This was published 1 year ago
Opinion
The world’s fanciest restaurants are ridiculous (and so am I)
Ben Groundwater
Travel writerMostly, you follow the Betoota Advocate to laugh at other people. Australia’s leading satirical news site – and, allegedly, oldest newspaper – skewers politicians, real-estate agents, Millennials, country bumpkins, latte-sippers, tradies, Boomers and just about everyone else on the planet.
The only thing is, at some point that “everyone else” will almost certainly include you. The site just can’t pump out that much satire day after day and not eventually turn its sights on people who seem uncomfortably similar to the person reading it.
I call it “getting Betoota’d”. And we all get Betoota’d sooner or later. The key is just to laugh at yourself – though that’s not always easy. Check the comments on some of the posts and you will always see people getting upset. “Big swing and a miss boys,” they’ll say. “This ain’t it fellas.” Etcetera.
Which brings us to The Menu. That is, the movie called The Menu, starring Ralph Fiennes and Anya Taylor-Joy. It was released last year, and is streaming now in Australia.
The Menu is sold as a horror film, though really it’s a brutal satire on the fine-dining experience. In the movie, the main characters travel out to a high-end restaurant on a private island, where they’re all served a degustation menu by legendary chef Julian Slowik.
Throughout, the filmmakers peel away the artifice of this three-Michelin-star-style dining and reveal the pointless pretension beneath it. The hero-worship of chefs. The elevation of food to fine-art status. The way diners are forced to create a narrative for themselves that justifies spending all this money on a single meal.
I watched The Menu with my partner, Jess, a week or so ago and about halfway through it she turned to me and said, “It’s us, isn’t it? They’re making fun of us.”
We’d been Betoota’d. Because, yeah, sometimes I eat at fine-dining restaurants when I travel. For me it can be a real highlight of a journey, something special, a way to send a holiday into the stratosphere.
I’ve also been to a couple of restaurants that are not at all dissimilar to the fictional eatery in The Menu. In fact, I’m almost 100 per cent sure the filmmakers have dined at one restaurant in particular, Mugaritz, an eatery that very finely treads the line – frequently stepping either side of it – of breathtaking genius and outrageous bullshit.
I love good food. I love good food in all its guises and appearances and price tags, from every corner of the world. I love Singaporean hawker centres, Spanish tapas bars, Italian trattorias, Mexican street food stands, Japanese yakitori bars, Argentinian parrillas, Cantonese dim sum places, Indian thali joints, American food trucks, Peruvian cevicherias, French bistros and so much more.

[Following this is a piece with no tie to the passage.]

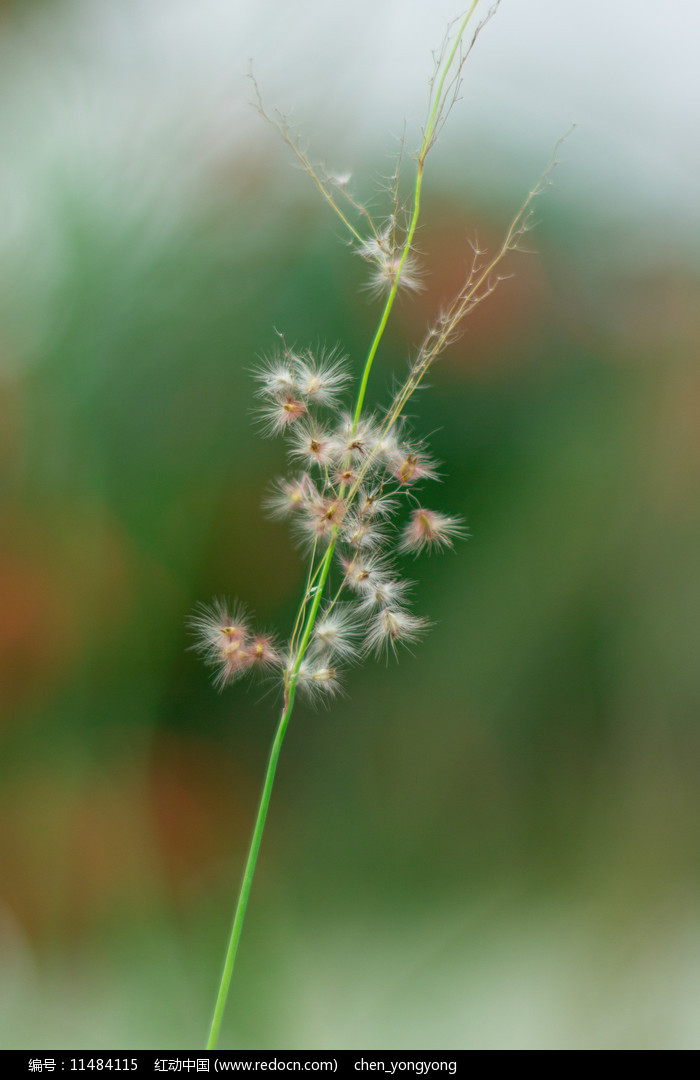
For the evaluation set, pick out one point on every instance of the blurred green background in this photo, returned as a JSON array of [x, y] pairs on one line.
[[494, 845]]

And I also, occasionally, love a fancy restaurant. I will travel just for a fancy restaurant. Proper destination dining. I don’t do it often, because you can’t. It’s all too much. But every now and then, there’s nothing quite like going big on a meal and an experience that is essentially perfection on a plate. Or 18 plates.
Only, it’s a bit harder to appreciate that perfection now, after seeing The Menu. A few days after recognising ourselves in the film, Jess and I travelled to regional Victoria to dine at Brae, chef Dan Hunter’s now-legendary fine-diner, and it was very hard to ignore the parallels with the movie.
The first dish served at Brae was two sorrel leaves on a plate. One leaf for each of us. I mean, yeah, those leaves were dressed with an apple and cucumber vinaigrette, and they were only meant as a fun way to begin a long, complex meal with something simple and natural and perfect – and they were also really tasty.
But you still couldn’t escape the feeling… Is Dan Hunter about to walk out of the kitchen and clap, and have all the cooks yell, “We love you chef”?
There is an inherent ridiculousness to fine-dining. And you could argue that it doesn’t make for much of a travel experience either, given so many leading restaurants around the world are now all doing versions of what is essentially the same thing.
Plenty of chefs take notice of things like 50 Best lists and Michelin stars, they see what’s trending, what judges like, and they work to that theme. What does that then say about the region you’re dining in, its culture, its history, its passions? Probably not a lot.
The newest version of the World’s 50 Best Restaurants list was announced this week. The restaurants that appear there will form a bucket-list for a lot of food-obsessed travellers, people who might be able to see themselves in Nicholas Hoult’s fanboy character in The Menu, and maybe not enjoy that realisation.
But we all get Betoota’d eventually. You just have to laugh at it.